Inilah Jumat Agung. Kemudian Sabtu kelabu dan Minggu Paskah, sebagai
Kebangkitan Yesus, merupakan rangkaian hari besar umat Kristiani untuk
beribadah kepada Tuhan. Sementara itu, minggu depannya tanggal 13
April adalah awal mula Ramadhan tiba. Di mana umat Islam hendak secara
khusyuk menjalankan ibadah puasa Ramadhan dengan berbagai rangkaian ibadah,
hingga Idul Fitri tiba. Dua hari raya yang sangat dimuliakan oleh dua umat
beragama menjadi testing in the water apakah dua komunitas umat Tuhan
terpengaruh ataukah tidak dengan peristiwa peledakan bom. Jika diperhatikan, selalu demikian
kejadiannya. Saat jelang perayaan Paskah, Natal, Idul Fitri, atau Tahun Baru
akan menjadi hari-hari di mana kaum penganut teologi maut menjalankan aksi
terornya untuk memengaruhi psikologi penganut dua agama terbesar di
Indonesia.
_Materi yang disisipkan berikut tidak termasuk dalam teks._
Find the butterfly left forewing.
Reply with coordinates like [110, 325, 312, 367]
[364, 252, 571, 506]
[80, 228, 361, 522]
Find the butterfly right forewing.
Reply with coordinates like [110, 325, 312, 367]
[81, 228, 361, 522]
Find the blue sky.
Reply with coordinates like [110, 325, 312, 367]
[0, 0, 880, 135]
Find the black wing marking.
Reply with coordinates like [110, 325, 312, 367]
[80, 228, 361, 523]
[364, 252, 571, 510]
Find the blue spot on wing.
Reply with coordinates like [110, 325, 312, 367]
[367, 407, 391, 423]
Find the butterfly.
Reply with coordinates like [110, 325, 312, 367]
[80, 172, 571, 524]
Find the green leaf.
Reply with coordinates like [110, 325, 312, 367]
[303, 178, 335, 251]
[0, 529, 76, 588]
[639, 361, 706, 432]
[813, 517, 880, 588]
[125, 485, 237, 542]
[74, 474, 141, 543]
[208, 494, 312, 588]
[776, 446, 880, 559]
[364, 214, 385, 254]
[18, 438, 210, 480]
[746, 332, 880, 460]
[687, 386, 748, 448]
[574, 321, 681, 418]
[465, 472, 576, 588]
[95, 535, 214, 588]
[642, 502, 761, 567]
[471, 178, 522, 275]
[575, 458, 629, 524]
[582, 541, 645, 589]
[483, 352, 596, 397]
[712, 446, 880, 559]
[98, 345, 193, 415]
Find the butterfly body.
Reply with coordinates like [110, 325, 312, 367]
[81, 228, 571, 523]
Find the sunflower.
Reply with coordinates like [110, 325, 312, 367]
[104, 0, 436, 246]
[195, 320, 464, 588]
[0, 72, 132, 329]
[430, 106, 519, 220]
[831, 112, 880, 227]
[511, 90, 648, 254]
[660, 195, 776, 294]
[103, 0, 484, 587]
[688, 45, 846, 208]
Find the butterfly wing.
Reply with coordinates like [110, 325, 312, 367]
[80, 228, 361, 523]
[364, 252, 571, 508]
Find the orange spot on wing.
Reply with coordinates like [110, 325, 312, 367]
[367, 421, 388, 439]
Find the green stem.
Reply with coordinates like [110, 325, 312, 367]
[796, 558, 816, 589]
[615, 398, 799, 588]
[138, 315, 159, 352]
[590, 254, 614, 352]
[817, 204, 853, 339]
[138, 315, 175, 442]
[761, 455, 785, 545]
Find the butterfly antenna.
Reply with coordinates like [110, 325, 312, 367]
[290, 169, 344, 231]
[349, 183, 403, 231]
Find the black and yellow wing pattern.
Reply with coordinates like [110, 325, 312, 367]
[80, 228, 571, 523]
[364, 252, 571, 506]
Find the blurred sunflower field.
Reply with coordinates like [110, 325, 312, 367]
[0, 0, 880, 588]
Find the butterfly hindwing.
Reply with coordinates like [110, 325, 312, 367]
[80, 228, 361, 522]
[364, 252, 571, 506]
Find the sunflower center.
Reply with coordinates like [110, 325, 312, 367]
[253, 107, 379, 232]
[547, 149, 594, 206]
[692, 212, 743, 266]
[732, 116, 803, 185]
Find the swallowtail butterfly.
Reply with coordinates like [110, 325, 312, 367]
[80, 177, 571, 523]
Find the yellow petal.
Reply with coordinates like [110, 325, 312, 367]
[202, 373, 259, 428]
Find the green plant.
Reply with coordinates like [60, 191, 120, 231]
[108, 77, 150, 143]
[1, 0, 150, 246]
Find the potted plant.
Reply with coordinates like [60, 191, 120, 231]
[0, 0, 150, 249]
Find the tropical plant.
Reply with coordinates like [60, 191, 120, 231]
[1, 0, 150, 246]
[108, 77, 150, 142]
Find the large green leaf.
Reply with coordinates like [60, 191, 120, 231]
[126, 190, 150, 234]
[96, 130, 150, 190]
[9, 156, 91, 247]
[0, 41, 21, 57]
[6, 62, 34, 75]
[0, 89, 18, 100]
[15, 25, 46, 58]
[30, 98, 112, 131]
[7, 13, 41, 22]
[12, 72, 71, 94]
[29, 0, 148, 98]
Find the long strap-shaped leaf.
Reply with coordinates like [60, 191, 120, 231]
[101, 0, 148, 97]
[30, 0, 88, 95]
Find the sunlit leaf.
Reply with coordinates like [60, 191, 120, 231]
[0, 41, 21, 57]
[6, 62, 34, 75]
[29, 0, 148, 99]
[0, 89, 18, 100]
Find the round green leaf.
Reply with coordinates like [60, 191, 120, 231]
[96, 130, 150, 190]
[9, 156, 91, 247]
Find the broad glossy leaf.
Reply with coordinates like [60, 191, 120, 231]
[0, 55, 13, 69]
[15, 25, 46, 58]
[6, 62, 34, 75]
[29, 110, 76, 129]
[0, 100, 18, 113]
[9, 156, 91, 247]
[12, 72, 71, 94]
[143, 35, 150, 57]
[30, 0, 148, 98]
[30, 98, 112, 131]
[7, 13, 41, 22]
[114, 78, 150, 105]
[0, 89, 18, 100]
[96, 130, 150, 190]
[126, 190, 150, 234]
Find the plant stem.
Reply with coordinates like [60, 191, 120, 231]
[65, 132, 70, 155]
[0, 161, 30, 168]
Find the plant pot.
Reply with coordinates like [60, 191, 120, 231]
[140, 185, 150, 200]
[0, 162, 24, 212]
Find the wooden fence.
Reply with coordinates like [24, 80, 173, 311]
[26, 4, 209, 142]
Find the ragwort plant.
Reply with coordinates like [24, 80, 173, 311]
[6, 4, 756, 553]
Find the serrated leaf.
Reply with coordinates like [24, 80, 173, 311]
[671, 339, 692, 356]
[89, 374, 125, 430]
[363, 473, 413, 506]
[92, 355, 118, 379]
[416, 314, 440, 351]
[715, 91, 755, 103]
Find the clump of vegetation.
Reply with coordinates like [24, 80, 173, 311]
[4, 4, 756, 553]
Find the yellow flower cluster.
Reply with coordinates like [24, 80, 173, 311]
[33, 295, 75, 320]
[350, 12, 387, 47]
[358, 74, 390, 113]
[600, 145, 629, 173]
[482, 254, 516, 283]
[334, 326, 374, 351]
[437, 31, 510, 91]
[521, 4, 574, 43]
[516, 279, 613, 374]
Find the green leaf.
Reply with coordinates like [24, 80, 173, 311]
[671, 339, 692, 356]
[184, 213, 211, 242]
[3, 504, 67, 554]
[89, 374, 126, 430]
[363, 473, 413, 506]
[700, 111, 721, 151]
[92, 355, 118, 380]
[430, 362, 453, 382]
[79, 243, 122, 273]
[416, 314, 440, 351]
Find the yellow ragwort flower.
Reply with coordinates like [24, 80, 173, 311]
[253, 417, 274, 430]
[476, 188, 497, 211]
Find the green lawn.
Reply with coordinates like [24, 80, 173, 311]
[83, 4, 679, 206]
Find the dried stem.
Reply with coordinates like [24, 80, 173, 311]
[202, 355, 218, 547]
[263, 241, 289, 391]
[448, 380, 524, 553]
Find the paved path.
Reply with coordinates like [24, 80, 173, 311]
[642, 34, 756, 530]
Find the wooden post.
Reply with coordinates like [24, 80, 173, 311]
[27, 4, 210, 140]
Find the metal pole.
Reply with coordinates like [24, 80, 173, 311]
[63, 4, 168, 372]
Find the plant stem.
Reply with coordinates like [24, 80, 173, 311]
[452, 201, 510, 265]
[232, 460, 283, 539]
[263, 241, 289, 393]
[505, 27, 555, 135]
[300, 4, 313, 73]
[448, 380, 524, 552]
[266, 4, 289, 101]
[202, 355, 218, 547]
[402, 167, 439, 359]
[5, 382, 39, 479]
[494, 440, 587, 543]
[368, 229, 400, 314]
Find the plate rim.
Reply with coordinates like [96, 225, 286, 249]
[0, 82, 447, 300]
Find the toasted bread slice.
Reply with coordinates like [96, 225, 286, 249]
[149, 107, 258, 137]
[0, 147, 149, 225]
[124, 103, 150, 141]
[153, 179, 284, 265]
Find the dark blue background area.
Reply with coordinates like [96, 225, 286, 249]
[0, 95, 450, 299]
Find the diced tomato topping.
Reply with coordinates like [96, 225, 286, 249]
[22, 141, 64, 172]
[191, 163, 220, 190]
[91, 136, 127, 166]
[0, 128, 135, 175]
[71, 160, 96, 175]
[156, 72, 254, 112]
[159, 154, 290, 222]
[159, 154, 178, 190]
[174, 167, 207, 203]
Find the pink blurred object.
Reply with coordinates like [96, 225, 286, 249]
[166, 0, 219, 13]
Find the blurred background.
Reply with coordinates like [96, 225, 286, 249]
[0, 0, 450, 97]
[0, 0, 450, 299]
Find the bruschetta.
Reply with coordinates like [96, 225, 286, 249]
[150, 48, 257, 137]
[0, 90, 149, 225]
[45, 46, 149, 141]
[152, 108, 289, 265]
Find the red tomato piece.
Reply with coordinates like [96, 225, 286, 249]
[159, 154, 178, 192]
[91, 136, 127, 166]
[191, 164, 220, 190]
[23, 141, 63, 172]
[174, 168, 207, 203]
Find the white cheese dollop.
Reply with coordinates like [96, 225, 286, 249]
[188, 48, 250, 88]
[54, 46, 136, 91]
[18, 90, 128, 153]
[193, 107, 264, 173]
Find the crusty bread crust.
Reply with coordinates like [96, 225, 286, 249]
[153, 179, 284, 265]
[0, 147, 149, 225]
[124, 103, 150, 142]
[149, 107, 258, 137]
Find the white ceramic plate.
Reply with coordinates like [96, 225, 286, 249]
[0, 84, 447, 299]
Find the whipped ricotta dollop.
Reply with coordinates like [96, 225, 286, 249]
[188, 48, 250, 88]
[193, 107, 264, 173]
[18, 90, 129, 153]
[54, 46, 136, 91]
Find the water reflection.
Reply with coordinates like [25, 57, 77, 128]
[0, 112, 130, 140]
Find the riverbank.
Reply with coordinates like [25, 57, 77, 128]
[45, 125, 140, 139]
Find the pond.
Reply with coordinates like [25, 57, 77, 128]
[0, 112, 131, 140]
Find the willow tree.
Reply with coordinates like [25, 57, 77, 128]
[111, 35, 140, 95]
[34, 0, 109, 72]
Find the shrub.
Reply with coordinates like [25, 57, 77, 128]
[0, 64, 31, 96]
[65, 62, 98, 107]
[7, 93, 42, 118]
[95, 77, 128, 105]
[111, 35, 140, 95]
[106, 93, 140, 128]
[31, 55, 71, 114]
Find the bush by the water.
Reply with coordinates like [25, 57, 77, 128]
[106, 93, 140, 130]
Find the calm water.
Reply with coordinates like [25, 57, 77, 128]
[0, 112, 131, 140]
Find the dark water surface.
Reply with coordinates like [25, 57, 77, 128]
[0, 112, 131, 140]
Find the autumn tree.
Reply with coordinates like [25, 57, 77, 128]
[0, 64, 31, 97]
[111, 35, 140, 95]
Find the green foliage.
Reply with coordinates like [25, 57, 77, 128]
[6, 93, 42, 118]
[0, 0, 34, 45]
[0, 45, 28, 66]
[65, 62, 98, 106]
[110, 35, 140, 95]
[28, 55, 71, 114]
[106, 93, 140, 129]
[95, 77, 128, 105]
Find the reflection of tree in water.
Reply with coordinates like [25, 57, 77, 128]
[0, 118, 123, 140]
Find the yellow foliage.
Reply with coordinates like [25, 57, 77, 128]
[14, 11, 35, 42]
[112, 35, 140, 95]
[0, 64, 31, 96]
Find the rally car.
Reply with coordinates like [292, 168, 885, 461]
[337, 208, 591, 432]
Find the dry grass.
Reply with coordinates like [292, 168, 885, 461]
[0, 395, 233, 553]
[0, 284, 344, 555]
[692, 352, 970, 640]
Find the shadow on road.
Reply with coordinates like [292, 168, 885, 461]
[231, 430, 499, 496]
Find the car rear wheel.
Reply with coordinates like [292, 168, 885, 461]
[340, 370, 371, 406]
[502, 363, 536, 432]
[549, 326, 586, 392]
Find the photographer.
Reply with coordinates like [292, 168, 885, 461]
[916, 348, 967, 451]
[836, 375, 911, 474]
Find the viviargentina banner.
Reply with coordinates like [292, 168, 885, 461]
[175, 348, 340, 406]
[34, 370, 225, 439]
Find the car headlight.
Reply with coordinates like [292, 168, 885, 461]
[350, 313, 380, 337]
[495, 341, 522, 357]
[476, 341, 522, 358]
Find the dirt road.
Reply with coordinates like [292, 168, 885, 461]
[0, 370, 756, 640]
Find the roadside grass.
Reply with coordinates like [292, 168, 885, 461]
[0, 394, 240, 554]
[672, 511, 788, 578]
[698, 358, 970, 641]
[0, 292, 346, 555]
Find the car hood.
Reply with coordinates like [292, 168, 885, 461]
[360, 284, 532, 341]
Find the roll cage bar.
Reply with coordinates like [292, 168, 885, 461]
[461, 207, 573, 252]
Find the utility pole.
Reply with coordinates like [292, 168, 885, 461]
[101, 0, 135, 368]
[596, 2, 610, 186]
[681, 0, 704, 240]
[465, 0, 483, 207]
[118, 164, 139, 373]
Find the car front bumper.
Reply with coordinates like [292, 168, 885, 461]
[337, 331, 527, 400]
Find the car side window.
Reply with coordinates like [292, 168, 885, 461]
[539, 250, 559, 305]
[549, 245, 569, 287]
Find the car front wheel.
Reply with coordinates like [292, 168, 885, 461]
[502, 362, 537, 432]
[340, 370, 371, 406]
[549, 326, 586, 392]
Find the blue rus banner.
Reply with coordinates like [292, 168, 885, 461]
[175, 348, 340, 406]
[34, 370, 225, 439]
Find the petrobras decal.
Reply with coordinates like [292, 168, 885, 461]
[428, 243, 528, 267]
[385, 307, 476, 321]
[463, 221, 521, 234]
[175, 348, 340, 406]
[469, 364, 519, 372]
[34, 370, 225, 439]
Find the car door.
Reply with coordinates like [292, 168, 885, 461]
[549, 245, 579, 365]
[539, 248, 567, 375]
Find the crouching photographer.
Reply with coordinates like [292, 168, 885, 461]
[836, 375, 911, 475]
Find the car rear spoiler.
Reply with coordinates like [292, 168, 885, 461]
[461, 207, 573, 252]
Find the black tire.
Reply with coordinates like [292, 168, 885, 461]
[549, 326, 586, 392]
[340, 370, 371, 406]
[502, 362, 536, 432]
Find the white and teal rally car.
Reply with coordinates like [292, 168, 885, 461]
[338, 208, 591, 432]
Kita berharap umat Islam dan Kristen
sebagai mayoritas tidak mudah terpengaruh dan terprovokasi atas kejadian di
Makassar. Kita harus memiliki kepekaan dini yang kuat sehingga
kejadian-kejadian serupa tidak muncul kembali. Oleh karena itu, aktivitas keagamaan yang
ada mesti memperhatikan kondisi eksternal dan melibatkan pihak keamanan serta
umat agama lain untuk turut serta membantu melakukan koordinasi dan penjagaan
keamanan. Jangan sampai di antara umat beragama saling membenci, mencurigai,
bahkan menghasut atas aktivitas keagamaan yang hendak dilakukan. Kita tidak
bisa lagi menyatakan bahwa melibatkan umat beragama lain dalam aktivitas
sosial keagamaan, bukan ritual, sebagai bagian dari pengaburan keyakinan dan
keimanan. Para penganut teologi maut sejatinya dapat
dikatakan sebagai sekelompok orang yang putus asa dalam realitas obyektif
kehidupan dunia. Tidak mampu melakukan perubahan diri sendiri, kelompok, dan
masyarakat, apalagi negara sehingga menimpakan semua kesalahan kepada pihak
lain dengan menjadikan agama sebagai ”basis legitimasi” pencapaian kemuliaan
semu. Memperhatikan sering berulangnya kejadian
bom bunuh diri atau peledakan tempat ibadah menjelang perayaan hari besar
keagamaan, maka ada hal lain yang perlu dipikirkan oleh pemerintah dan aparat
keamanan, termasuk intelijen, agar benar-benar bekerja keras melakukan
penyelidikan dan pengamatan atas gerak-gerik mereka yg diduga penganut teologi
maut. Badan Nasional Penanggulangan Terorisme
(BNPT) dan kepolisian perlu terlibat menjelang hari besar umat
Katolik-Kristen dan Islam dalam dua bulan ke depan. Kita tidak boleh kalah
dengan kelompok penganut teologi maut yang laten bergerak di sepanjang tahun.